Ramona chose a programme that virtually gave the audience a whistle-stop tour of Baroque music in Europe. From Byrd to Handel, Peerson, Bach, Marcello, and Rameau, we were regaled with carefully-chosen examples from England, Germany, Italy, and France, surely among the best-ranking Baroque masters in the repertoire.
Starting with Byrd’s The Bells, Ramona gave a brief overview of the work and the composer, the cultural and historical dimension and the style. In fact, throughout the concert, Ramona delivered very short but informative information about the pieces she was performing. In The Bells, Byrd seeks to resort to word-paining, in the sense that the intention seems to be to elicit graphically the sound of ringing bells. In fact, the work started on a single note and developed to a full carillon that was beautifully brought out on the harpsichord.

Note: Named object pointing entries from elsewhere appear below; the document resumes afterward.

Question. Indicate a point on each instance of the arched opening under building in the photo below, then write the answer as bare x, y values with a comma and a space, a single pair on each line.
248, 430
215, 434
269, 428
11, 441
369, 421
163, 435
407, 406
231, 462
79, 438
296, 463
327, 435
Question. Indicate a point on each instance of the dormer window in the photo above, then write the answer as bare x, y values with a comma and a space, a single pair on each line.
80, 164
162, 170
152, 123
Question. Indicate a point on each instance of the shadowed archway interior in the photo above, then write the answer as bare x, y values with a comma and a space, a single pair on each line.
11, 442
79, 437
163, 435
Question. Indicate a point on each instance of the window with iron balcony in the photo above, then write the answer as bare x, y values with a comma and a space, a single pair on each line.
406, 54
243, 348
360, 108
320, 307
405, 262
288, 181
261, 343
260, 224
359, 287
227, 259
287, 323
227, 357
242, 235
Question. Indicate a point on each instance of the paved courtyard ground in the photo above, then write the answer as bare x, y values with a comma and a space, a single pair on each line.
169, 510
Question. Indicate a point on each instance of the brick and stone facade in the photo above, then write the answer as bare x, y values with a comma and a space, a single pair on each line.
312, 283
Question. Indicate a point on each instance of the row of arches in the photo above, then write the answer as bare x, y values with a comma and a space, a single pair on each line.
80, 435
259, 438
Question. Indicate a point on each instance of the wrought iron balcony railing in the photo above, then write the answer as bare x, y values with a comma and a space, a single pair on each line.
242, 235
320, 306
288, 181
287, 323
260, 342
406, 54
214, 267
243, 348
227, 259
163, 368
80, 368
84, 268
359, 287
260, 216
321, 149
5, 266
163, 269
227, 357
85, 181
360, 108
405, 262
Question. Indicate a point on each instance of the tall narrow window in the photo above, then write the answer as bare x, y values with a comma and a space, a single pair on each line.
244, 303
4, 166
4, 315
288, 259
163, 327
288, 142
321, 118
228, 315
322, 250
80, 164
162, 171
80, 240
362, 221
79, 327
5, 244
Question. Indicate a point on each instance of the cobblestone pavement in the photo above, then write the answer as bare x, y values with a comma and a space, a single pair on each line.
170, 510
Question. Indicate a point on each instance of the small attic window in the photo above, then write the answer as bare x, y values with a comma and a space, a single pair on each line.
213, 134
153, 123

Handel’s The Harmonious Blacksmith is a very well-known and well-liked piece. If there is an archetypal Handel keyboard suite, it is the E major Suite put together by Handel on The Harmonious Blacksmith. Like most of the other Suites, it is in four movements, and, like most of the other suites, those four movements are predominantly stylized dance movements preceded by a Prelude. This is a beautiful and beguiling work fully at the level of Bach’s best keyboard suites. Unlike Handel’s other Suites, this work (published by the composer himself, in London, in 1720) is frequently performed. Or, more specifically, its last movement is still frequently performed: as lovely as the graceful opening Prelude, the fine-boned Andantino Allemande, and the porcelain-skinned Allegro Courante, the closing Air con variazioni is what guarantees the Suite in E major immortality. Obliquely based on the English folk song ‘Four Days Drunk,’ but far better known by its title The Harmonious Blacksmith, the air and five variations is quintessential Handel: Ramona performed it in style: sturdy and supple, elegant and powerful, lyrical but virtuosic.
Next came two delectable pieces by Peerson, a rather obscure English composer of the seventeenth century. These were ‘The Fall of the Leafe’ and ‘The Primrose’. These are picture pieces, conjuring up images of a benign and graceful nature. The dynamic level hardly ever rose above a mezzo piano and both works contrasted beautifully with the more robust Handel piece and the following Bach Suite no. 5 in G Major . Typically Bach, with obvious signs of the monumental structures he is so capable of, this work is in seven short movements, all of them dance forms with their idiosyncratic characteristics and style. Ramona performed with aplomb and panache, bringing out the vigour of the faster movements while exuding moments of tenderness especially in the Sarabande.
Marcello’s Concert no. 3 in D Minor is a three-movement work, and while it does not reach the ominous heights of a Bach work, this was a charming piece that fully brings out the technical abilities of both performer and instrument. The concert finished with two very witty and lovely pieces by Rameau, the great master of French Baroque. One may say that Rameau is to French Baroque what Bach is to German Baroque. ‘La Poule’ and ‘La Daughine’ are full of mirth and merriment, bringing in a light-hearted mood to bear on the music.
A very enthusiastic applause greeted the end of this most enjoyable concert!